FilterHN

A cache-friendly IPv6 LPM with AVX-512 (linearized B+-tree, real BGP benchmarks)

41 points

by debugga

8 hours ago

| past

| 5 comments

| github.com

| HN

▲

debugga

8 hours ago

[-]

Clean-room, portable C++17 implementation of the PlanB IPv6 LPM algorithm.

Includes: - AVX-512 SIMD path + scalar fallback - Wait-free lookups with rebuild-and-swap dynamic FIB - Benchmarks on synthetic data and real RIPE RIS BGP (~254K prefixes)

Interesting result: on real BGP + uniform random lookups, a plain Patricia trie can sometimes match or beat the SIMD tree due to cache locality and early exits.

Would love feedback, especially comparisons with PopTrie / CP-Trie.

▲

talsania

3 hours ago

[-]

254K prefixes with skewed distribution means early exits dominate, and no SIMD throughput advantage survives a branch that terminates at depth 3. The interesting edge case is deaggregation events where prefix counts spike transiently and the rebuild-and-swap FIB has to absorb a table that's temporarily 2x normal size

▲

Sesse__

5 hours ago

[-]

The obvious question, I guess: How much faster are you than whatever is in the Linux kernel's FIB? (Although I assume they need RCU overhead and such.

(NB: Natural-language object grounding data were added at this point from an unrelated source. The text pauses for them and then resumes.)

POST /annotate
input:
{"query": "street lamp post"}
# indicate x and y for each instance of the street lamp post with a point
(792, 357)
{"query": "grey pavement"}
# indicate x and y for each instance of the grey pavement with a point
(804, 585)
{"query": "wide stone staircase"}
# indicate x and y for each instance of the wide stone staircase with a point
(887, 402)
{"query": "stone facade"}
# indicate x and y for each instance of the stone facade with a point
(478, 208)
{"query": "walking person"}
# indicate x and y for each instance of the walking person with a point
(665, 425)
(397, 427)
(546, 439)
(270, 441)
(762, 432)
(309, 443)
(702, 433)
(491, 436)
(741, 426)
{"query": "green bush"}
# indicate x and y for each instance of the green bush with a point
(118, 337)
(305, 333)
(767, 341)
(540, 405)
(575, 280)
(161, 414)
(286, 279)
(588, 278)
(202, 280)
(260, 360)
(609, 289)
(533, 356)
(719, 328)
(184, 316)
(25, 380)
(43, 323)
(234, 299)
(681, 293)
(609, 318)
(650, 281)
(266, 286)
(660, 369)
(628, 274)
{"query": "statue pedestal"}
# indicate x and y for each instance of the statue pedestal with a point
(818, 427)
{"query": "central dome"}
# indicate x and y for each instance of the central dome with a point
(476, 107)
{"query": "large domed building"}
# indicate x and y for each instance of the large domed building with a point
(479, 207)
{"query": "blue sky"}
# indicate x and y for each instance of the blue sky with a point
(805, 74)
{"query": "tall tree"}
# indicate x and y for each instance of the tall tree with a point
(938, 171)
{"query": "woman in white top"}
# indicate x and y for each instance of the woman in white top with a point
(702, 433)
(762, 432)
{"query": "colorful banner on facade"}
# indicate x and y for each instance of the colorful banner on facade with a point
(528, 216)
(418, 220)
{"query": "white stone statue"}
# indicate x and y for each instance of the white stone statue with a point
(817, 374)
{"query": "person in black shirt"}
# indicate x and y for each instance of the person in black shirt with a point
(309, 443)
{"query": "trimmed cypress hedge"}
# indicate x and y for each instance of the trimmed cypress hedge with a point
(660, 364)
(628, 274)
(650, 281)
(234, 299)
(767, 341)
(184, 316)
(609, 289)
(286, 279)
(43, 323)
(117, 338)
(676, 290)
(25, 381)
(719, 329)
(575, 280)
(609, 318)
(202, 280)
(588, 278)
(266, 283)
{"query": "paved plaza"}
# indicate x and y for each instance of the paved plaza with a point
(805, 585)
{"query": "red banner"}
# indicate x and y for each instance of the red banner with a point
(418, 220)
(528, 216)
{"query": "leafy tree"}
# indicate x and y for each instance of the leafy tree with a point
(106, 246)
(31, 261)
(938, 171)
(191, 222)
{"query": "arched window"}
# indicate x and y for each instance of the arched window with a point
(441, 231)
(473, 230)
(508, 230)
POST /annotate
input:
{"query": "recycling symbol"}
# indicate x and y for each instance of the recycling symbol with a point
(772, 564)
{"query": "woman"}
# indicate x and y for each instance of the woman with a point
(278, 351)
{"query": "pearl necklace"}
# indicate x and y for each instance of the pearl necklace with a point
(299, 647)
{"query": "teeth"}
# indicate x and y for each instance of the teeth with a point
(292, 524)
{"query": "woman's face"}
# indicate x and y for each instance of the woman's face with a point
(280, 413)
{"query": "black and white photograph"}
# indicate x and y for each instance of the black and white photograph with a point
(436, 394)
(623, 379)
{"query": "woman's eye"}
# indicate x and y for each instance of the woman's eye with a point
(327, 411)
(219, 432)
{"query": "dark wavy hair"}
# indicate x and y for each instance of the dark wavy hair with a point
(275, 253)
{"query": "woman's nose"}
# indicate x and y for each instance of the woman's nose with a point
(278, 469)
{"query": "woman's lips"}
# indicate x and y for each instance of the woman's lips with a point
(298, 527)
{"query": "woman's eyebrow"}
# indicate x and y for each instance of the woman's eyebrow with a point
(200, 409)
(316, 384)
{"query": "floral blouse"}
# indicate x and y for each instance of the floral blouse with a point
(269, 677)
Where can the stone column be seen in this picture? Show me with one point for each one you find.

I have no idea what it all looks like internally.)

▲

zx2c4

5 hours ago

[-]

I likewise wonder from time to time whether I should replace WireGuard's allowedips.c trie with something better: https://git.kernel.org/pub/scm/linux/kernel/git/torvalds/lin...

▲

Sesse__

4 hours ago

[-]

I use Wireguard rarely enough that the AllowedIPs concept gets me every time. It gets easier when I replace it mentally with “Route=” :-)

▲

zx2c4

3 hours ago

[-]

It's like a routing table on the way out and an ACL on the way in. Maybe an easier way to think of it.

▲

Sesse__

2 hours ago

[-]

Sure, but how does this differ from a routing table with RPF (which is default in Linux already)?

▲

zx2c4

2 hours ago

[-]

It's associated per-peer, so it assures a cryptographic mapping between src ip and public key.

▲

newman314

5 hours ago

[-]

I wonder if this would port nicely over to rustybgp.

▲

throwaway81523

4 hours ago

[-]

IPv6 longest-prefix-match (LPM).

▲

ozgrakkurt

6 hours ago

[-]

Why detect avx512 in build system instead of using #ifdef ?

▲

ozgrakkurt

2 hours ago

[-]

It actually does detect it using ifdef [0] but uses cmake stuff to avoid passing "-mavx512" kind of flags to the compiler [1].

[0] https://github.com/esutcu/planb-lpm/blob/748d19d5fbd945cefa3...

[1] https://github.com/esutcu/planb-lpm/blob/748d19d5fbd945cefa3...

▲

NooneAtAll3

5 hours ago

[-]

I wonder how this would look like in risc-v vector instructions

▲

camel-cdr

1 hour ago

[-]

The lines

    __m512i vx  = _mm512_set1_epi64(static_cast<long long>(x));
    __m512i vk  = _mm512_load_si512(reinterpret_cast<const __m512i*>(base));
    __mmask8 m  = _mm512_cmp_epu64_mask(vx, vk, _MM_CMPINT_GE);
    return static_cast<std::uint32_t>(__builtin_popcount(m));

would be replaced with:

    return __riscv_vcpop(__riscv_vmsgeu(__riscv_vle64_v_u64m1(base, FANOUT), x, FANOUT), FANOUT);

and you set FANOUT to __riscv_vsetvlmax_e32m1() at runtime.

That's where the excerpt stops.